Missing: Black teenager, last seen asleep in bed, Anna Mae Botts is five foot three inches, weighs one hundred pounds, brown eyes, and a butterfly birthmark on back of left calf. If you have any information, please call the Lowry sheriff’s department at 604-983-8867.

7.
Anna Mae Botts struggled. Her heart thumped. She gripped the sheets. A boy opened a golden box and dissolved into ashes.


If something works, Lillian would like to know why. If readers can put their fingers on why one or more drafts veer off course, that, too, would be instructive.

Thank you, and Happy Mothers' Day.

Rowena Cherry

5 comments:

  1. None of them worked for me and I've read a lot of Young Adult and children's lit.

    ReplyDelete
  2. Thank you very much for the feedback, Kimber An.

    ReplyDelete
  3. PS. As a matter of interest, what's the best starting line you've read? And why did it appeal to you?

    ReplyDelete
  4. Personally, I liked #3. The writing was unelaborated, but it makes you want to know who tied her, why they did it, how they managed to stuff something in her mouth without waking her, where's her mom vs her granma, etc.

    IMHO one or two of the others were too descriptive for an opening line. Get me hooked before you start describe what clothes they're wearing or what the pit looks like, etc.

    ReplyDelete
  5. http://youngadultsciencefiction.blogspot.com/2009/03/other-side-of-island-by-allegra-goodman.html

    This is the most enthralling Science Fiction for young people I've read so far this year. It's actually labeled Middle Grade, but I couldn't put it down from the start and I'm forty.

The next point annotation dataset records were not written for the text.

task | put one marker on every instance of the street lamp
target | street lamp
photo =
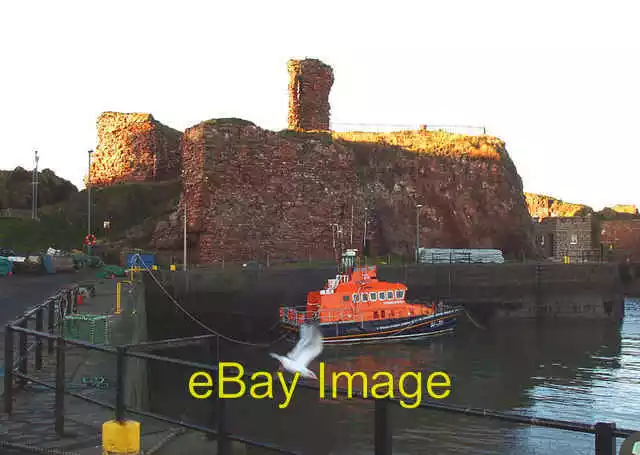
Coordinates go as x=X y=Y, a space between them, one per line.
x=89 y=202
x=418 y=206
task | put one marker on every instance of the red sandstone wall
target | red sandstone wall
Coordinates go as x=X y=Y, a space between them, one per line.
x=252 y=193
x=624 y=235
x=134 y=147
x=310 y=82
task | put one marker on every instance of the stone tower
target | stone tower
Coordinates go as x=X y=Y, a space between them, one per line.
x=310 y=82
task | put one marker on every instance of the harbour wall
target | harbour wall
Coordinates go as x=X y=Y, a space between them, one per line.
x=246 y=302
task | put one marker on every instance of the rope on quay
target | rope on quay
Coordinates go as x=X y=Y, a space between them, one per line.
x=163 y=442
x=200 y=323
x=33 y=449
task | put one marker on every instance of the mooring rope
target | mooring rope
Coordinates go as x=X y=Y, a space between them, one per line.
x=200 y=323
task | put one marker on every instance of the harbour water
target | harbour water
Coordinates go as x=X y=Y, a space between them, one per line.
x=578 y=371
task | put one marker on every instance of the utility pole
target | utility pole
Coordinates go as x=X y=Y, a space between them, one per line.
x=34 y=197
x=418 y=233
x=89 y=202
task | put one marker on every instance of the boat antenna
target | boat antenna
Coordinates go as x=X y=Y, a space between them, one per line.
x=364 y=239
x=351 y=228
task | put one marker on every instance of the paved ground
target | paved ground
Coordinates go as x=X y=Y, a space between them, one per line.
x=32 y=422
x=19 y=292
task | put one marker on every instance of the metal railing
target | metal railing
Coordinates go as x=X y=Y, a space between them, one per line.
x=56 y=307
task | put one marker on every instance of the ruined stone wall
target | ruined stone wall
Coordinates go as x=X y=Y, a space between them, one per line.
x=253 y=194
x=624 y=237
x=134 y=147
x=310 y=82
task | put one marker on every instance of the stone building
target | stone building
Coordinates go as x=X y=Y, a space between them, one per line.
x=621 y=239
x=576 y=237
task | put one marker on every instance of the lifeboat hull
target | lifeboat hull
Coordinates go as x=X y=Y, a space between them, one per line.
x=401 y=329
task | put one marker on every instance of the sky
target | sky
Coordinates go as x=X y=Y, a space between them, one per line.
x=558 y=81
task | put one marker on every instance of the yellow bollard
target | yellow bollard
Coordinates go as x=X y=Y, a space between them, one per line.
x=120 y=438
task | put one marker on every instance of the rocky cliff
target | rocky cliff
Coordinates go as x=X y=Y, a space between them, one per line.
x=252 y=193
x=16 y=189
x=134 y=147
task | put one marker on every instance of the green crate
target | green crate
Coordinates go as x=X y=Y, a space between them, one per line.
x=92 y=328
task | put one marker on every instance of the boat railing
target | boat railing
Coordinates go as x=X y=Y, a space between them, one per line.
x=300 y=315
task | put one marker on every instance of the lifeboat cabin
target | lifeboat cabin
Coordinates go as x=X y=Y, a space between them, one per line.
x=357 y=307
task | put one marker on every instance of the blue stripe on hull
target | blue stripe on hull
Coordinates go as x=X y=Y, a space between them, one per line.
x=386 y=330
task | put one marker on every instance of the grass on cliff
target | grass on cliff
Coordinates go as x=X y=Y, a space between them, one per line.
x=438 y=143
x=132 y=208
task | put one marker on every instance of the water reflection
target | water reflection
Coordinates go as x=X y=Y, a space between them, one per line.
x=579 y=371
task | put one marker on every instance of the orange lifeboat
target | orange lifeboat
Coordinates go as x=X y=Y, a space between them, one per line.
x=356 y=306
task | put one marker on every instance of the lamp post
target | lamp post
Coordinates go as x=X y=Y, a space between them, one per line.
x=184 y=258
x=364 y=238
x=418 y=206
x=89 y=202
x=34 y=203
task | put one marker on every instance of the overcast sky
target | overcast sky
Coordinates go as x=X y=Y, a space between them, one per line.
x=558 y=81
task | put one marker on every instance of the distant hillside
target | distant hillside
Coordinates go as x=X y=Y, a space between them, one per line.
x=16 y=189
x=542 y=206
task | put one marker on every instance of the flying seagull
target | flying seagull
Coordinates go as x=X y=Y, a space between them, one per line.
x=308 y=348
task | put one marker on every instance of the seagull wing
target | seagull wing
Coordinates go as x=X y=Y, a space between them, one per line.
x=312 y=346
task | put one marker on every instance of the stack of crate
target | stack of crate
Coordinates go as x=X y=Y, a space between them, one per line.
x=92 y=328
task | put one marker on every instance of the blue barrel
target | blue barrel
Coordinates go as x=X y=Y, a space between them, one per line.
x=142 y=260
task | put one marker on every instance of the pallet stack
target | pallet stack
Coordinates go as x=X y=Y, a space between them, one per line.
x=92 y=328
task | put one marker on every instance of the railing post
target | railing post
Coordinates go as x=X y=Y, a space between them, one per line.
x=8 y=369
x=224 y=446
x=23 y=354
x=51 y=323
x=60 y=386
x=605 y=440
x=382 y=428
x=39 y=323
x=120 y=372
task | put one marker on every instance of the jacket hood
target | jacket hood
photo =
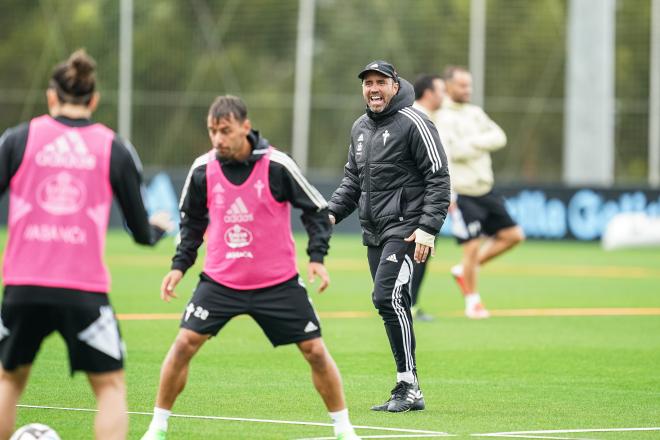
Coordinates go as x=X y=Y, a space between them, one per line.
x=405 y=97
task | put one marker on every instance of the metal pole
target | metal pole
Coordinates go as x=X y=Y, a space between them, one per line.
x=303 y=82
x=125 y=67
x=654 y=97
x=477 y=49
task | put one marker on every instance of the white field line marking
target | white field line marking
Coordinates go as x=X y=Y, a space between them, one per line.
x=538 y=436
x=530 y=434
x=243 y=419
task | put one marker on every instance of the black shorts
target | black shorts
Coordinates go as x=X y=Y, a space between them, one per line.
x=85 y=320
x=284 y=311
x=475 y=216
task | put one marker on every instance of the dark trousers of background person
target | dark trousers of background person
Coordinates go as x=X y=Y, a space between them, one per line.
x=391 y=266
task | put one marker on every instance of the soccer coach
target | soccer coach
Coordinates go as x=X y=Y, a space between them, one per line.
x=397 y=178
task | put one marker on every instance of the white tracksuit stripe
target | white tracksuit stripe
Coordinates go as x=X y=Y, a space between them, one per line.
x=290 y=165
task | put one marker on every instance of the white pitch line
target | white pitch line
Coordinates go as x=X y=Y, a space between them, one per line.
x=243 y=419
x=541 y=433
x=535 y=436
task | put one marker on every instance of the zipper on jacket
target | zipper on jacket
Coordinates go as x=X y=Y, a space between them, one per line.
x=367 y=173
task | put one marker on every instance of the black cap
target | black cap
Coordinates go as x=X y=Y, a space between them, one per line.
x=382 y=67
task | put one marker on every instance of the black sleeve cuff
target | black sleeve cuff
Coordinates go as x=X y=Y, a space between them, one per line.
x=428 y=230
x=179 y=265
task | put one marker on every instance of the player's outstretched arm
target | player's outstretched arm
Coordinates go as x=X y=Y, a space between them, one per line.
x=169 y=283
x=318 y=269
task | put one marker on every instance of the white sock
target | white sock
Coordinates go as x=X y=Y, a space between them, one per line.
x=159 y=421
x=472 y=299
x=341 y=422
x=406 y=376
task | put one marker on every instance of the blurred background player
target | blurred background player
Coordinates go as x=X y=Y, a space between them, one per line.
x=240 y=195
x=396 y=176
x=62 y=170
x=429 y=92
x=470 y=136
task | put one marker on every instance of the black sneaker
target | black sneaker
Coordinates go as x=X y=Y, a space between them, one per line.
x=405 y=397
x=420 y=315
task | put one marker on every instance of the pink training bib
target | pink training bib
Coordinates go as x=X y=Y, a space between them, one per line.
x=59 y=205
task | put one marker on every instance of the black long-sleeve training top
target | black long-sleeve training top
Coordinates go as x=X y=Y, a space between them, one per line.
x=287 y=184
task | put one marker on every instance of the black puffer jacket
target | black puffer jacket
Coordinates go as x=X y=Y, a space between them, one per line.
x=396 y=173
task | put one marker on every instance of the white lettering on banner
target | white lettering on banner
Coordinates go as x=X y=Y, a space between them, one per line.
x=238 y=254
x=237 y=236
x=57 y=234
x=66 y=151
x=61 y=194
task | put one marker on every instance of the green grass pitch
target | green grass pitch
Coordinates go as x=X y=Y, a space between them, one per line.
x=599 y=368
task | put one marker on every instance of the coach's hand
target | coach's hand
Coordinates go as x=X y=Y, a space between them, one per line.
x=318 y=269
x=424 y=244
x=169 y=283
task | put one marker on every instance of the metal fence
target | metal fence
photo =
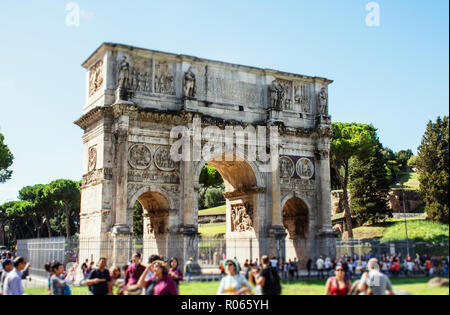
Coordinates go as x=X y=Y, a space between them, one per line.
x=208 y=253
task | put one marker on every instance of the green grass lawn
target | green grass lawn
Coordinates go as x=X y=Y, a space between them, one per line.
x=410 y=180
x=416 y=286
x=216 y=210
x=212 y=230
x=394 y=230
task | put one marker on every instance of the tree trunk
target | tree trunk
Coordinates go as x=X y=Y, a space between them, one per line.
x=47 y=223
x=343 y=183
x=66 y=213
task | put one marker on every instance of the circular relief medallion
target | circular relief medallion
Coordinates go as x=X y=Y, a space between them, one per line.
x=305 y=168
x=163 y=161
x=287 y=167
x=140 y=156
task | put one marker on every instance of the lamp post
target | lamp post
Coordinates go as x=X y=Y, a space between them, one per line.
x=404 y=217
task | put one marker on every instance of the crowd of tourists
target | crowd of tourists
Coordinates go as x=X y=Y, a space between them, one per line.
x=162 y=277
x=391 y=265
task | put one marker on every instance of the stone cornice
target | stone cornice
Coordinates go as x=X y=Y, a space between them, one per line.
x=91 y=117
x=192 y=59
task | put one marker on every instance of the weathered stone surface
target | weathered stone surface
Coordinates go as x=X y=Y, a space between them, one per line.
x=136 y=96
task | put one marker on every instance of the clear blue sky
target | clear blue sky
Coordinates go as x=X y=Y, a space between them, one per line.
x=394 y=76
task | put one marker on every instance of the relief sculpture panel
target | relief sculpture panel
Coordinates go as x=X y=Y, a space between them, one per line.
x=139 y=156
x=241 y=218
x=164 y=78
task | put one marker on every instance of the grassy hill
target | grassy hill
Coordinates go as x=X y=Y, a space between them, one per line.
x=410 y=181
x=394 y=230
x=216 y=210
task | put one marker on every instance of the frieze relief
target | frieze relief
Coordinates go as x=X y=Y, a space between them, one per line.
x=139 y=156
x=92 y=158
x=296 y=184
x=305 y=168
x=280 y=92
x=287 y=167
x=241 y=218
x=164 y=78
x=96 y=78
x=323 y=101
x=302 y=97
x=163 y=160
x=190 y=87
x=152 y=176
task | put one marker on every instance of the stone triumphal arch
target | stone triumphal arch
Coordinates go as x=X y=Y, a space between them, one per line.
x=134 y=100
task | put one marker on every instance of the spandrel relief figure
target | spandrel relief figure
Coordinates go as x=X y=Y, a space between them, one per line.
x=96 y=78
x=189 y=84
x=323 y=101
x=305 y=168
x=124 y=73
x=287 y=167
x=140 y=156
x=92 y=164
x=241 y=218
x=274 y=95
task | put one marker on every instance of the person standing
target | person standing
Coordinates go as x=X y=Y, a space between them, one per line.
x=234 y=283
x=188 y=269
x=319 y=266
x=374 y=282
x=268 y=279
x=85 y=268
x=58 y=284
x=338 y=285
x=99 y=280
x=134 y=271
x=309 y=267
x=7 y=268
x=174 y=271
x=160 y=283
x=13 y=282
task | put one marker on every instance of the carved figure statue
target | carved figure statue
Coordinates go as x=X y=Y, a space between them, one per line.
x=189 y=84
x=124 y=73
x=274 y=91
x=323 y=101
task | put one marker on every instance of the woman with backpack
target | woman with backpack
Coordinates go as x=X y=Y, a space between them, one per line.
x=58 y=282
x=338 y=285
x=234 y=283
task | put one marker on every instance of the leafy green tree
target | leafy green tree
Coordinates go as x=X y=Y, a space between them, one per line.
x=214 y=197
x=350 y=140
x=66 y=195
x=412 y=162
x=369 y=188
x=42 y=204
x=138 y=222
x=16 y=215
x=6 y=160
x=433 y=169
x=402 y=157
x=209 y=178
x=391 y=164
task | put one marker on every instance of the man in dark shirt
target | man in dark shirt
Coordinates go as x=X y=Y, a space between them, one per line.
x=134 y=271
x=269 y=280
x=99 y=280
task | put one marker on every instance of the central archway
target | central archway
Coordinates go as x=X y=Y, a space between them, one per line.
x=155 y=214
x=243 y=197
x=296 y=223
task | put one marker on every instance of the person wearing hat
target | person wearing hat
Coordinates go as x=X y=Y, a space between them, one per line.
x=161 y=283
x=188 y=269
x=13 y=282
x=234 y=283
x=7 y=267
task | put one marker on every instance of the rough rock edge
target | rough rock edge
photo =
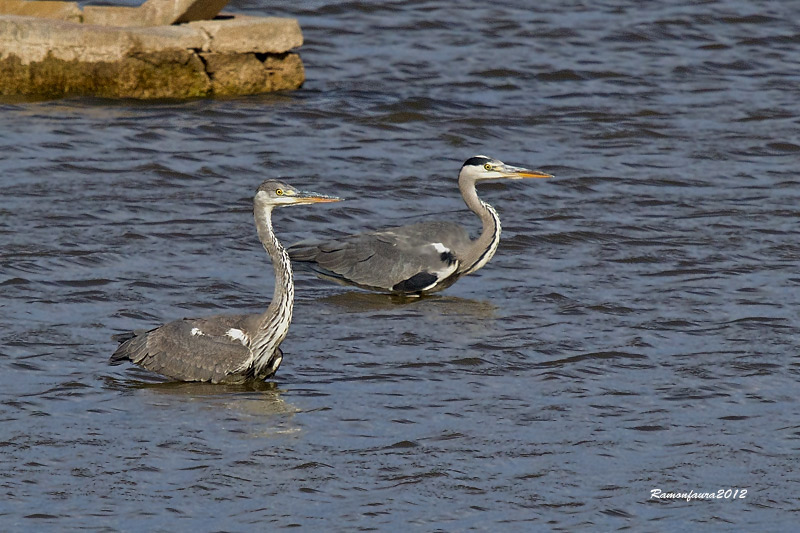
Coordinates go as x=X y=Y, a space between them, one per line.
x=142 y=72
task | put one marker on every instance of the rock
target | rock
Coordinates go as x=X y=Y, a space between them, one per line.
x=42 y=9
x=153 y=13
x=56 y=55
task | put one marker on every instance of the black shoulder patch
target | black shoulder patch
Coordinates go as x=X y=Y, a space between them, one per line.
x=416 y=283
x=477 y=161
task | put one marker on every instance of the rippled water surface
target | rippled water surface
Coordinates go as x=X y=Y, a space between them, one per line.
x=637 y=329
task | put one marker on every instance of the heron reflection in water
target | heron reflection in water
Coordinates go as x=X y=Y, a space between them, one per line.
x=228 y=348
x=420 y=258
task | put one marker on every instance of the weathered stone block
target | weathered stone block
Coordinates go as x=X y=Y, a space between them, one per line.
x=153 y=13
x=241 y=34
x=238 y=74
x=42 y=9
x=146 y=75
x=48 y=57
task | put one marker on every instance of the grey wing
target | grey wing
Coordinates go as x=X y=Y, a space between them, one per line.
x=404 y=259
x=189 y=349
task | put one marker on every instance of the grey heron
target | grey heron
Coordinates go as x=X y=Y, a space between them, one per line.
x=228 y=348
x=419 y=258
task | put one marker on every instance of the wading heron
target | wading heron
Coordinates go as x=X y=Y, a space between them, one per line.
x=419 y=258
x=228 y=348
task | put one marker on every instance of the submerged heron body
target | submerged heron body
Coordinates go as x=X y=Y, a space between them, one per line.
x=419 y=258
x=227 y=348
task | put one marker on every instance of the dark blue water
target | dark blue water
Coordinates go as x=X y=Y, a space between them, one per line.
x=637 y=329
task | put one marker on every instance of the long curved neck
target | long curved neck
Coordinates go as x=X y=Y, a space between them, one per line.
x=273 y=324
x=483 y=248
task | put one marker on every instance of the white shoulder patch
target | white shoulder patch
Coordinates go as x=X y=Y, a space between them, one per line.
x=238 y=335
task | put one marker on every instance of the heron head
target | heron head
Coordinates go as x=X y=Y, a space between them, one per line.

    Unfortunately, I haven't found much of a selection in the YA SF New Releases.

    THE OTHER SIDE OF THE ISLAND had everything which makes a story unputdownable. The story was gripping. The characters were real and well-rounded, no cookie cutter characters, no stereotypes, not talking down to the readership. And the prose was haunting on top of all that. Wow. As a writer, I was so envious of how it was all put together.